Existing Databricks Cluster
Before using the PySpark processor in pipelines that run on an existing Databricks cluster, set the required environment variables on the cluster.
When running the pipeline on a provisioned Databricks cluster, you configure the environment variables in the pipeline cluster configuration property. For more information, see Provisioned Databricks Cluster Requirements.

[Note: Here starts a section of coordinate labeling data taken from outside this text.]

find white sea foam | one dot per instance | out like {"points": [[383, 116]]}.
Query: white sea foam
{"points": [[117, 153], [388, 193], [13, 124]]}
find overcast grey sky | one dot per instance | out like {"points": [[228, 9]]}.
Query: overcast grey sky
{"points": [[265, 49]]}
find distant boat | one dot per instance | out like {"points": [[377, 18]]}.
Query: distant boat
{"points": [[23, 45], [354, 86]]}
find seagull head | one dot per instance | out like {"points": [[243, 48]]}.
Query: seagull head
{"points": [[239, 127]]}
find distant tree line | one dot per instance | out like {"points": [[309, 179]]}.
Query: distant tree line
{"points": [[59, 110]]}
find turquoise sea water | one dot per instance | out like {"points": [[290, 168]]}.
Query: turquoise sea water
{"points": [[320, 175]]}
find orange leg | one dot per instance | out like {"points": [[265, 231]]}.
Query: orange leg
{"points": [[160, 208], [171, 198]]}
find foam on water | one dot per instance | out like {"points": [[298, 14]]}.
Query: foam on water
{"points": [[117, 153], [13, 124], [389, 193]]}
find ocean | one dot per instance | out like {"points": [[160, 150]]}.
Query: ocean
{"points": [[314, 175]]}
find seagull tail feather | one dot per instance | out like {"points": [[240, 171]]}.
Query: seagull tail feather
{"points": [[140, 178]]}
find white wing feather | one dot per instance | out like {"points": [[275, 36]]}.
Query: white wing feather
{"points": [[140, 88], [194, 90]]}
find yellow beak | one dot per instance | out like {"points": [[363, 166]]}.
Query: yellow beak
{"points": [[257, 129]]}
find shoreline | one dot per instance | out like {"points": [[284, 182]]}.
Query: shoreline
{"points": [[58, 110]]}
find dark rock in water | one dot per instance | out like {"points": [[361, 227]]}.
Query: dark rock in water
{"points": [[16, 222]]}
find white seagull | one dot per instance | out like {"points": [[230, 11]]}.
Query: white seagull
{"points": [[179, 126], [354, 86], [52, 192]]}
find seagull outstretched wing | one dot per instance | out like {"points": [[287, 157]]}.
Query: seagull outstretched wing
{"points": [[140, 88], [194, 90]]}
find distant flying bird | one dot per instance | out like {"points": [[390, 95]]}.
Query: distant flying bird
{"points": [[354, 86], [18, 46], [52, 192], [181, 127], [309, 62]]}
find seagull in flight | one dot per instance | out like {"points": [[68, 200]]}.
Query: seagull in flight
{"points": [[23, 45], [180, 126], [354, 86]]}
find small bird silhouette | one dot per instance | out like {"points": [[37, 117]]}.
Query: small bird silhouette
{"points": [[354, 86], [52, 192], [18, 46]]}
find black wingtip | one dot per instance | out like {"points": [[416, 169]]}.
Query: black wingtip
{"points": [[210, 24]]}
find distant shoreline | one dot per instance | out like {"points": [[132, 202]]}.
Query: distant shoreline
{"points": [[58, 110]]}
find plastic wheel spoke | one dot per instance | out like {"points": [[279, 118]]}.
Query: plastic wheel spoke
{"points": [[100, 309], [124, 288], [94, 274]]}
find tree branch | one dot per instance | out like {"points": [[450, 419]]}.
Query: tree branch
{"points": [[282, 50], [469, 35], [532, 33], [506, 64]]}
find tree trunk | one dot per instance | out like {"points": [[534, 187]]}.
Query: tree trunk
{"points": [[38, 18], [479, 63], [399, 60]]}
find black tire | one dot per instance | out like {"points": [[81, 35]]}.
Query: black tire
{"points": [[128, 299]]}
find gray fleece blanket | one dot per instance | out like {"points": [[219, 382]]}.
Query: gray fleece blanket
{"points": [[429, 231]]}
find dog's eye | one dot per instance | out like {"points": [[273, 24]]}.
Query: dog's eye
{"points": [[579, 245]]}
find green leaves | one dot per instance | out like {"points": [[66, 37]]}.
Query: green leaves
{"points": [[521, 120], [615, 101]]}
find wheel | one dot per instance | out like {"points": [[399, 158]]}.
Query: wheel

On an existing Databricks cluster, the PySpark processor requires the following
environment variables to be configured as
follows:
PYSPARK_PYTHON=/databricks/python3/bin/python3
PYSPARK_DRIVER_PYTHON=/databricks/python3/bin/python3
PYTHONPATH=/databricks/spark/python/lib/py4j-<version>-src.zip:/databricks/spark/python:/databricks/spark/bin/pyspark
Note that the
PYTHONPATH variable requires the py4j version used by the cluster. For example, you
might set the variable as follows for a cluster that uses py4j version
0.10.7:
PYTHONPATH=/databricks/spark/python/lib/py4j-0.10.7-src.zip:/databricks/spark/python:/databricks/spark/bin/pyspark
Tip: You can configure environment variables in your Databricks Workspace by
clicking Clusters > Advanced Options > Spark. Then, enter the environment variables
in the Environment Variables property. Restart the cluster to enable your
changes.